For the climate researcher who wants to modify the physics parameterizations, we note that the ``physics'' routines are almost identical to those in CCM2. To make a change in the physics no regard for parallelism should be required. The radiation and adjustment calculations associated with a column of the atmosphere are performed entirely on processor. This is also true of surface processes associated with any given point.
The parallel programming paradigm used is single program, multiple data (SPMD) with explicit message passing. A generic message passing functionality has been assumed based on SEND, RECV, SWAP and BCAST, which are then implemented in a machine or message specific library. Message passing implementations are available for MPI (Message Passing Interface), PVM (Parallel Virtual Machine), PICL (Portable, Instrumented Communication Library), MPL (IBM Native), and NX (Intel Native). Porting the code to another platform or message passing system should be as easy as providing the proper interface to the low level routines.

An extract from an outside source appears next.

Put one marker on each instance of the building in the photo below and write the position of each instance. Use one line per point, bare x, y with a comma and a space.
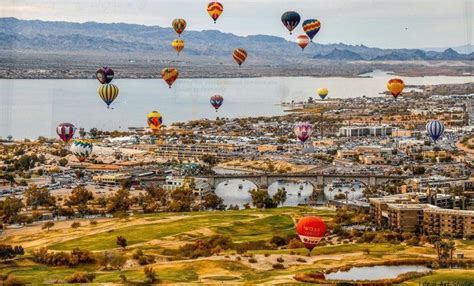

Since input and output continue to be a source of frustration for parallel computer users, we have implemented an option where all reading and writing is done from a single node (processor zero). The single node I/O should work on any parallel computer, but perhaps, not at the performance level necessary for production runs. We also provide for parallel, optimized I/O on the supported platforms. Since there are not I/O standards for distributed memory parallel programming, a new port will necessarily require some effort optimizing the I/O.
The call tree of the PCCM2 is essentially unchanged from CCM2. A significant exception to this is the elimination of the routine LINEMS. This routine has been split into PHYSICS and XFORM to accommodate blocked FFT's and transpose algorithms for the parallel spectral transform. The effect has been to separate the physics computation from the transforms.
Examining the data structures used in the PCCM2, the user will observe that the major 3d arrays in common /com3d/ have been modified. A new subscript has been added to account for the hemisphere (1=S, 2=N).
real u3(plond,plevd,platd,2,2),
$ v3(plond,plevd,platd,2,2),
$ t3(plond,plevd,platd,2,2),
$ q3(plond,plev,3+pcnst,platd,2,2)
The first index now refers to the local (on processor) longitude index.
The second index is for the vertical level and is unchanged from CCM2.
The third index is the latitudinal index. The fourth is new and refers
to the hemisphere. The last index refers to the time level.
plond and platd have also been redefined in pmgrid.com.
plond=plon + 1 + 2*nxpt, ! slt extended domain longitude
platd=p_lato2 + 2*nxpt + 2*jintmx, ! slt extended domain lat.
They now define
extra points for interpolation in SCAN1A and for processor overlap
information used in SCAN1A for the semi-Lagrangian method.
In general, modifications to data structures reflect the local processors data size and not the global problem data size. This effects a decomposition of the data among the processors.